* osgUser:
This is my post here. I believe this is the right place to post my
question.
I'm searching in the internet for the real meaning of C++ fluency. In
my search I found almost nothing or vague answers. I'm programming C++
about 3 years and I can't say if I am( or any person that have the
same experience ) is fluent.
So for you, experienced programmers and engineers, what you consider "C
++ fluency"?
Being fluent in a language has to do with being able to express yourself easily
(synthesis) and in a way so that others do not react to the awkwardness of your
utterings, and it has to do with understanding other fluent speakers easily when
they're saying something meaningful (analysis).
It doesn't mean that you have memorized an extreme vocabulary and set of idioms,
and it doesn't necessarily mean that you know all the rules of the language.
For programming fluency additionally has to do with understanding programming in
general. With natural language a fluent speaker (e.g. a native speaker) might
say very silly things and still be regarded as fluent, because the relationship
between the language and things to express is just a simple one of memorization:
is this word or idiom appropriate for this concept *by convention*? With a
programming language you're always expressing new things, things never before
expressed, things where there can be no existing memorizable convention, so that
that mapping of language to things expressed is not one that can be simply
memorized but needs understanding & thinking & a sense of aesthetics: even if
you have memorized all the rules of C++ and the entire C++ standard library, if
you choose a wholly inappropriate algorithm or data structure then you'll not be
regarded as fluent no matter how technically correct C++ your solution is, while
on the other hand, if your solutions are good but perhaps do not utilize some
standard library feature that could have simplified the code a little for those
familiar with that feature, then you'll still be regarded as fluent.
And this difference is more important than one may think.
For at least my own ability to understand other's code is based very strongly on
understanding what constitutes good or at least, not unnatural ways to use the
language to express various classes of problems.
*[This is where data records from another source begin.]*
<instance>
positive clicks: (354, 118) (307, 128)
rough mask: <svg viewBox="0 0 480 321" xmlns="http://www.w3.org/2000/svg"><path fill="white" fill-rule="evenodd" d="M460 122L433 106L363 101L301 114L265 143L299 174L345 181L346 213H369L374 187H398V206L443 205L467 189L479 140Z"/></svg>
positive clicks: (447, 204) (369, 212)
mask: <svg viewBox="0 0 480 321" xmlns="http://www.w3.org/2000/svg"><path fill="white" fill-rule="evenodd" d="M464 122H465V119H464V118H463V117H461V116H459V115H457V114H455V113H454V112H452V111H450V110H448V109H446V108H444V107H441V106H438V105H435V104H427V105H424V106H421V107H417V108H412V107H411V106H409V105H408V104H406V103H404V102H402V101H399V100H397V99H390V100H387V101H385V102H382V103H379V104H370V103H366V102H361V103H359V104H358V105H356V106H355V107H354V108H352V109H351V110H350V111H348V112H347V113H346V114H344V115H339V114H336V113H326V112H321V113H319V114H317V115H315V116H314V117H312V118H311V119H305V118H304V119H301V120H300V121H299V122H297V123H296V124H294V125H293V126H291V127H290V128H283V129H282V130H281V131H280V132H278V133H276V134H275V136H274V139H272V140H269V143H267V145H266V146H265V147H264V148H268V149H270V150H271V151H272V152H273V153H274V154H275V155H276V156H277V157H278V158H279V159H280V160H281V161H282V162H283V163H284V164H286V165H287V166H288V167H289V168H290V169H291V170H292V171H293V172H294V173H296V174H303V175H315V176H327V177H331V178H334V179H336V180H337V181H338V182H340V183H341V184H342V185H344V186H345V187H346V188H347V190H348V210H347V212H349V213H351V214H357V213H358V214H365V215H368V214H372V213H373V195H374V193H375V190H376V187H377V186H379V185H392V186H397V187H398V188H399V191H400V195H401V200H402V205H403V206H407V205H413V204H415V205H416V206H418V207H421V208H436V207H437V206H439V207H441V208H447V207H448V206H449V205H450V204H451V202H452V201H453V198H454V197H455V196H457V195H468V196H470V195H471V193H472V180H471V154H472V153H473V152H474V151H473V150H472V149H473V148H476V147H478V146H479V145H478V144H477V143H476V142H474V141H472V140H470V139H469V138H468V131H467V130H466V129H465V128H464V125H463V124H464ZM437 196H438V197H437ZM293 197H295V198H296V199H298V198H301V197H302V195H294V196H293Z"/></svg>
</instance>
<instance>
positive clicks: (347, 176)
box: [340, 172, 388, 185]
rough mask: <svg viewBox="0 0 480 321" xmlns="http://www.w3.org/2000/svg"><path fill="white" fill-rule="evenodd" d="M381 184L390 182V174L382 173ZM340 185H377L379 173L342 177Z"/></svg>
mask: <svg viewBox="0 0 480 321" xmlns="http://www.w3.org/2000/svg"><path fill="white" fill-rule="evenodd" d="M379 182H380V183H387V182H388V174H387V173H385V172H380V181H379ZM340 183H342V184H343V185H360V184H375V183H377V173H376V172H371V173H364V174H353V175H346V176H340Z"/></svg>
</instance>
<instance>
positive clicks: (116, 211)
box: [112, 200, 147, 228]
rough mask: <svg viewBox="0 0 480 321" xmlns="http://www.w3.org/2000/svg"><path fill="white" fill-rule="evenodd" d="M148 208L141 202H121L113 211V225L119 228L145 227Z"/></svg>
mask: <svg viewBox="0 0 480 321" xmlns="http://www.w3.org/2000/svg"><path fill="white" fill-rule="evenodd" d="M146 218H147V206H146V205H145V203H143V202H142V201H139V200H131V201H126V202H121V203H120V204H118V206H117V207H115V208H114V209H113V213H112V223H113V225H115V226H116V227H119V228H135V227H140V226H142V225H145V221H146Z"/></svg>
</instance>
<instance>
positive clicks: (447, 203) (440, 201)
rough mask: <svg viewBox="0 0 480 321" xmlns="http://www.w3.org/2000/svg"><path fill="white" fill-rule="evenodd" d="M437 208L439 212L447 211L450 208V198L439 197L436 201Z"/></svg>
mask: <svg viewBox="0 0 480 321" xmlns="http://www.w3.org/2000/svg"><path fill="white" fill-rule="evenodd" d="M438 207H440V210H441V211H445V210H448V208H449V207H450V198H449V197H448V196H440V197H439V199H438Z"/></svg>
And so when a novice asks here
about something, and presents code that does something in a very inappropriate
way, then I sometimes completely misunderstand what the code *actually* does
because in the haste of replying I incorrectly see an attempt to write something
more appropriate. Not comparing myself or others of the regulars here to chess
masters, but you see something of the same with chess masters: a chess master
can memorize a meaningful board position at a glance, but give him or her a
random board position, something not meaningful, an arrangement that doesn't
stem from an actual or possible game, then he or her fails to memorize the board
position, the actual positions of the pieces, even after lengthy inspection.